In the post-COVID era, financial institutions across the world are figuring out ways in which they can leverage Artificial Intelligence. The sector has been fortunate thanks to the regulatory onslaught post the 2008 economic crisis, as a result of which banks are well equipped to weather the COVID-19 storm as well as aid economic recovery. Care Ratings is one of the leading credit rating agencies in India.
In a conversation with W.Media, A Shiju Rawther, Chief Information Officer, Care Ratings outlined his views on usage of AI in the BFSI sector.
Shiju has had a steady career growth in reputed organization like IIFL Finance Limited and others. Shiju has been recognized as one of the Most Innovative CIO’s in India.
How is Artificial Intelligence being used in the BFSI sector ?
The BFSI industry has always seemed to be one of the most developed and willing to invest in new technologies. It’s no wonder that AI has quickly become one of the technical pillars on which the entire modern financial market is built.
Not everyone is aware that AI is not only leading analytical solution, but also a way to change the way customers interact with services provided by the financial industry. Let’s take a closer look at this extraordinary relationship, its impact on the way we use banks, and on issues such as fraud detection and compliance regulations.
Artificial Intelligence is used in many Fintech solutions. It’s a cure for the daily challenges faced by many businesses like customer experience personalization and loyalty building, to strictly technical financial features such as anomaly detection or fraud prevention.
AI has been talked about for some time now. Will there be more meaningful adoption now?
The beginnings of AI in the industry, however, were not so simple. The first attempts to improve the operation of banks using computers were made in the 1950s. The story started with the simplest and most obvious solutions: accountants wanted to use computers to make calculations much faster and more accurately than real people could.

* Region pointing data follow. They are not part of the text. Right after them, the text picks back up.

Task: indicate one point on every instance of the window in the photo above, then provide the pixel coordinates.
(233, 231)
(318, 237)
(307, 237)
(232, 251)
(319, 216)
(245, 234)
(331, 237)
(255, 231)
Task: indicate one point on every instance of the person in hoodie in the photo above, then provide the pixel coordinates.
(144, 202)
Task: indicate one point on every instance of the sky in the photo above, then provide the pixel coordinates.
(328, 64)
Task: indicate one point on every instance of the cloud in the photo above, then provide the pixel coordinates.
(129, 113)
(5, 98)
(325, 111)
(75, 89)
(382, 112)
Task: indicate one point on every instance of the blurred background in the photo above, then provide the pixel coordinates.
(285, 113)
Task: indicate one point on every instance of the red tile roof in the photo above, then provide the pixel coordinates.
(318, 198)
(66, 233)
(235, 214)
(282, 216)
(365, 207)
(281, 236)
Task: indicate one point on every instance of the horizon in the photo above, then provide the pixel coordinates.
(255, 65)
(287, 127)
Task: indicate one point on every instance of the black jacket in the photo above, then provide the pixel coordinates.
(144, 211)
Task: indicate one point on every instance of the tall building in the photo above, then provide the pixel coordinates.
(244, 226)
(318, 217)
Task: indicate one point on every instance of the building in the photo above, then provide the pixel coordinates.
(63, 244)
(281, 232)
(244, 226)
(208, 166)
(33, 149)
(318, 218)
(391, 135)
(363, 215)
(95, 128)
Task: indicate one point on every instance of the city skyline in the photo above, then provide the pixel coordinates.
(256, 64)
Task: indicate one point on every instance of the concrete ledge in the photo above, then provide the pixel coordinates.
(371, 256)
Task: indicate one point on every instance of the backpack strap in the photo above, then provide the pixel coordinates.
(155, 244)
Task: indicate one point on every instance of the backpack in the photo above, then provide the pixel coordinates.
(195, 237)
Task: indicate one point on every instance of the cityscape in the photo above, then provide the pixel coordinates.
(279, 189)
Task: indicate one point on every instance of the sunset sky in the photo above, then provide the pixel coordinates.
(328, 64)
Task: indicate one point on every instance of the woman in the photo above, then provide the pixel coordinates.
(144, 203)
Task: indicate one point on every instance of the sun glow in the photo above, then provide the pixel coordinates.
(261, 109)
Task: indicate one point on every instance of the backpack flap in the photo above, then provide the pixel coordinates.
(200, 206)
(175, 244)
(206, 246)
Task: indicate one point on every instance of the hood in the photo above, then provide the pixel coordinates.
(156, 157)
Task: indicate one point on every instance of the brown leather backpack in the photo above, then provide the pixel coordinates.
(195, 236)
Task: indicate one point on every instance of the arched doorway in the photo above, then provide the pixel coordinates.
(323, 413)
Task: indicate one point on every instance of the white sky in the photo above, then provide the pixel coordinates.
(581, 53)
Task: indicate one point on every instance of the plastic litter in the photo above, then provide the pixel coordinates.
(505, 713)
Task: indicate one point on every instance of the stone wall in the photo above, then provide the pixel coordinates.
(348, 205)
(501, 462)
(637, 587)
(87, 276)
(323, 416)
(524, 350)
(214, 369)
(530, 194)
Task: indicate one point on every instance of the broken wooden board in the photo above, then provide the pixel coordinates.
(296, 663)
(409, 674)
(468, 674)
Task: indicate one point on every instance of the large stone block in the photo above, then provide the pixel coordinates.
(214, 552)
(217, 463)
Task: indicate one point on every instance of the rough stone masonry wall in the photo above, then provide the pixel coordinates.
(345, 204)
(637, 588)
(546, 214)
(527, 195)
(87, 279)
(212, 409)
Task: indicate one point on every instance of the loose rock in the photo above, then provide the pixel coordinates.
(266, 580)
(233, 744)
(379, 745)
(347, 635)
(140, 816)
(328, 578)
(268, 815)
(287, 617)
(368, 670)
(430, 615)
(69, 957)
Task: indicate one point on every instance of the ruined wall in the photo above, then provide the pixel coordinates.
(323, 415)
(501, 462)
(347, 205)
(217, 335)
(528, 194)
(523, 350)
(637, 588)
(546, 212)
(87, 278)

However, it turned out that their use might not be so easy since the machines themselves were not as powerful as they are now. Despite this fact, Bayesian statistics, which is used in machine learning even today, was implemented to expand algorithms enabling processing actions such as stock market predictions, loan repayments or calculation of probabilities regarding auditing.
In the early 90s, AI and machine learning appeared on Wall Street along with the first hedge funds – but there was still no significant breakthrough. It appeared only with the increased availability of data, generally with the spread of the internet. Since then, there has been an extremely rapid evolution of operating systems, taking advantage of the increasing capabilities of machines.

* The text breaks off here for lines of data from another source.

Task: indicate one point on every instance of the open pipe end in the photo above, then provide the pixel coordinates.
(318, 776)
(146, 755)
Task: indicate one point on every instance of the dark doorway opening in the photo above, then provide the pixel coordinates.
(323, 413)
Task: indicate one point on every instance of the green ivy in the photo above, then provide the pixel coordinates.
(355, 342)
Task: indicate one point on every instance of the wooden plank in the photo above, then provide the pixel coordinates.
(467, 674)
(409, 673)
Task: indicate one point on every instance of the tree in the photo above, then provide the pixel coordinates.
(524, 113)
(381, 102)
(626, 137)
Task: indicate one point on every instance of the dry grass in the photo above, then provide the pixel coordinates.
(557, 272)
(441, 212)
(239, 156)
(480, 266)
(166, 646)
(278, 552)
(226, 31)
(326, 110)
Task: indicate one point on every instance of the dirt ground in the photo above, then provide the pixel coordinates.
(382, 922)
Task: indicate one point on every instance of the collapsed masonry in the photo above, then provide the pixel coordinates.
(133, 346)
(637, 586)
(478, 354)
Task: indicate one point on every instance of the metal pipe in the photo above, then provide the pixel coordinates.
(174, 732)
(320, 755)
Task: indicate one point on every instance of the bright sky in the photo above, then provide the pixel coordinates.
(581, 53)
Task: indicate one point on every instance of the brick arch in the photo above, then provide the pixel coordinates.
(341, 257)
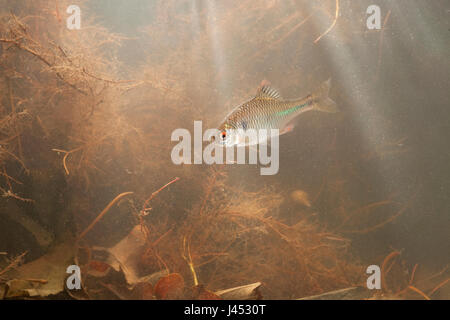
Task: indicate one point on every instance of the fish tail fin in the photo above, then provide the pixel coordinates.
(321, 100)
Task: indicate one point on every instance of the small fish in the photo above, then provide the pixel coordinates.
(267, 110)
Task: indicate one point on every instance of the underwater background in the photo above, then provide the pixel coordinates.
(86, 176)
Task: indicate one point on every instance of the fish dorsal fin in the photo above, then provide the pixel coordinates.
(266, 91)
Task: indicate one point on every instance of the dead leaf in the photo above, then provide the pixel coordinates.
(169, 287)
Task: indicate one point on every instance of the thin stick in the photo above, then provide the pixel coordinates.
(380, 45)
(412, 274)
(189, 260)
(439, 286)
(383, 266)
(332, 25)
(102, 214)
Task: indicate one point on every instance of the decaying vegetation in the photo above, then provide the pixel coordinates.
(76, 134)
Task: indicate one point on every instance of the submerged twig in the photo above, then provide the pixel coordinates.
(384, 265)
(146, 203)
(104, 211)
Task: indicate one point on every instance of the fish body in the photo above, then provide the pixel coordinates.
(267, 110)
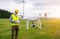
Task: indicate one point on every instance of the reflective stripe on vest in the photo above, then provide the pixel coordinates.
(15, 18)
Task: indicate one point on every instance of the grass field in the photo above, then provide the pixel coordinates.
(50, 30)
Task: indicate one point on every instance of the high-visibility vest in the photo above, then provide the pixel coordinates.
(15, 18)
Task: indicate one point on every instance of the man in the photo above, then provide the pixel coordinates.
(15, 19)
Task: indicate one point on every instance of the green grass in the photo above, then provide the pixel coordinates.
(50, 30)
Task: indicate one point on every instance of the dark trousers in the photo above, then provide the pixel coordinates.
(15, 29)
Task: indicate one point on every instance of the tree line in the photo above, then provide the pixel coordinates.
(4, 14)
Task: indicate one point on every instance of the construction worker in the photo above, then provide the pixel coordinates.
(15, 19)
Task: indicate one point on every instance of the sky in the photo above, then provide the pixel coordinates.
(33, 7)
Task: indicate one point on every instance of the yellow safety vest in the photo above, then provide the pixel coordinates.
(15, 18)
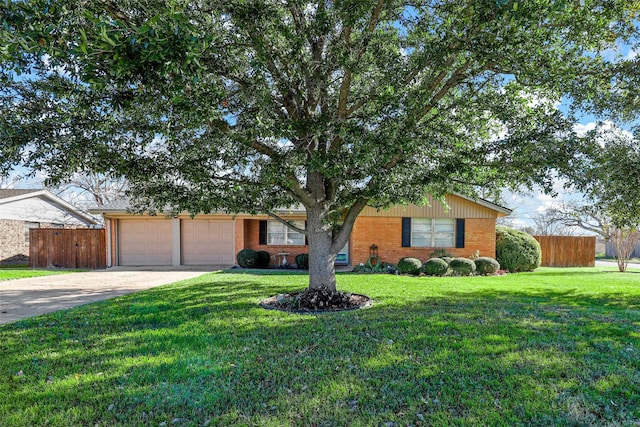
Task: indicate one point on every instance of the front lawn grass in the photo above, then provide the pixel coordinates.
(554, 347)
(22, 273)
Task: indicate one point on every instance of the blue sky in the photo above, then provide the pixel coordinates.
(524, 205)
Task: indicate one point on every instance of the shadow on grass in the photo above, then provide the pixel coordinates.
(203, 351)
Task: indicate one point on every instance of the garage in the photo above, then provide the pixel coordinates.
(207, 242)
(144, 242)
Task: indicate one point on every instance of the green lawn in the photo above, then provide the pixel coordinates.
(555, 347)
(21, 273)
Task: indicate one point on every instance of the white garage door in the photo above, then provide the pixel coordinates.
(207, 242)
(145, 242)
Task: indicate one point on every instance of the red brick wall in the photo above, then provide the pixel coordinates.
(252, 239)
(386, 232)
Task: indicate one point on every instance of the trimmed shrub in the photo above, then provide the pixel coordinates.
(517, 251)
(486, 265)
(435, 267)
(303, 261)
(409, 266)
(264, 259)
(247, 258)
(462, 267)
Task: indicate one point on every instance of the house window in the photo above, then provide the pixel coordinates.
(28, 226)
(433, 232)
(280, 234)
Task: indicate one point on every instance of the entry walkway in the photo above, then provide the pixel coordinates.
(33, 296)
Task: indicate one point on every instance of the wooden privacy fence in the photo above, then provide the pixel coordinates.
(67, 248)
(567, 251)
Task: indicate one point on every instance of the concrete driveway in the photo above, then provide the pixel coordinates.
(33, 296)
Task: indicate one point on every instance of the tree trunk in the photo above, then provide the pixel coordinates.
(322, 271)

Nowadays AI basically affects every area of a bank’s or financial services institution operations as well as the work of departments that we often forget about in the context of using technology in the financial sector, such as corporate core aspects, including even human resource team work.
What kind of work is going on in the same?

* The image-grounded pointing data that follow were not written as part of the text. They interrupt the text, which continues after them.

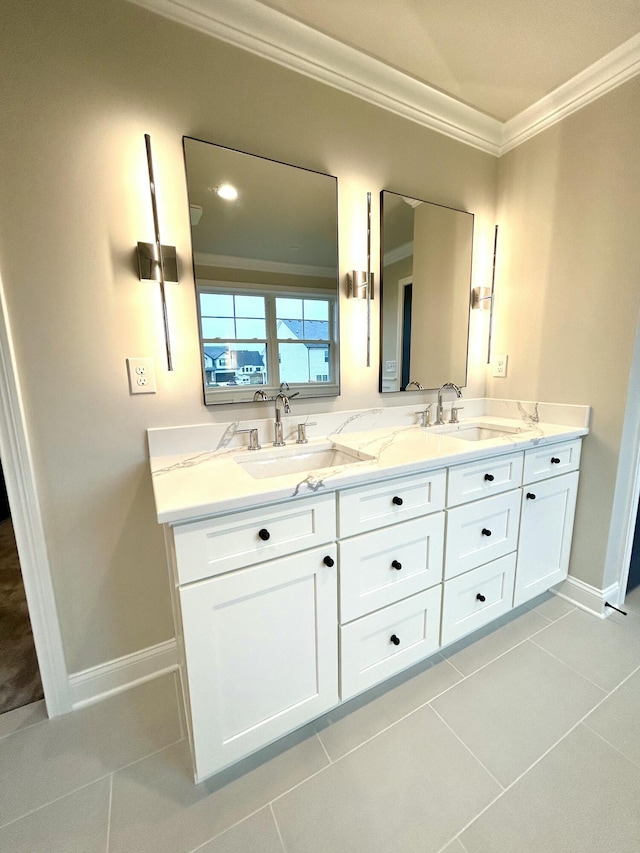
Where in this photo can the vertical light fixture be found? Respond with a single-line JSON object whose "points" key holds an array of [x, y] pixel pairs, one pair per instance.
{"points": [[155, 261], [360, 283]]}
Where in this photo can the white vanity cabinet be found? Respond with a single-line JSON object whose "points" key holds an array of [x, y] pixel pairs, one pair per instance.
{"points": [[546, 523], [285, 610], [259, 642]]}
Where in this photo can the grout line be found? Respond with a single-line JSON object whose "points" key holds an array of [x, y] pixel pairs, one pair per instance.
{"points": [[617, 749], [109, 813], [88, 784], [273, 815], [564, 663], [324, 748], [469, 750], [544, 754]]}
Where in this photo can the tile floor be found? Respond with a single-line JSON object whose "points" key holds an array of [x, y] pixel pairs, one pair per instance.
{"points": [[524, 738]]}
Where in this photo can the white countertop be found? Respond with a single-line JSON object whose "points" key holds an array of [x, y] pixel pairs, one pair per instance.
{"points": [[192, 484]]}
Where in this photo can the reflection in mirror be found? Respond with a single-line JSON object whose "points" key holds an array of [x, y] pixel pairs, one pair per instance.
{"points": [[425, 293], [265, 256]]}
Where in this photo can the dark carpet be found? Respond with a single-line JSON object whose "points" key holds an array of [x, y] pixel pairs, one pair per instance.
{"points": [[19, 675]]}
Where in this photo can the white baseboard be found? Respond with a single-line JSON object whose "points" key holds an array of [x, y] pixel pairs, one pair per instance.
{"points": [[96, 683], [588, 597]]}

With plenty of post-recession anti-banking sentiment still lingering, it’s common to see fintech and traditional banks framed in oppositional terms. There’s some truth to that, especially with disruption-minded digital-only banks, but technological innovations have transformed banking of all stripes — and nowhere is that clearer than with AI.
AI has impacted every process of banking — front, middle and back. That means even if you know nothing about the way your financial institution uses, say, complex machine learning to fend off money launderers or sift through mountains of data for fraud-related anomalies, you’ve probably at least interacted with its customer service chatbot, which runs on AI.
Within AI, are there any particular areas of focus?
My sense is that innovation towards customer experience will be one of the key areas. Customers increasingly expect tailored products and services delivered to them in real time, in tune with their moods and behaviors. To do this, banks will need to fuse artificial intelligence (AI) and human judgement to turn the troves of customer data they possess into actionable insights that help customers improve their financial well-being.
As we enter a new decade, the banking sector faces a pivotal moment, with digitisation transforming business models and processes in new and greater ways. In coming days, BFSI segments must innovate and invest in advanced technologies to remain in the market. It is no longer a question of achieving a competitive advantage. Its table stakes.
In the future, the banks that survive and thrive will use these advanced technologies to make the transition from delivering financial services to enabling financial betterment. To this end, we see several priority areas on which banks should focus their efforts, to succeed in the next decade.
Banks will need to become more like partners to their clients, using AI and analytics to make helpful nudges and interventions to encourage healthy spending habits and make recommendations on how to reach life goals sooner. Adopting this approach will require banks to restructure services and products around the short and long-term impact of financial decisions, helping customers to make more purposeful investments and purchases.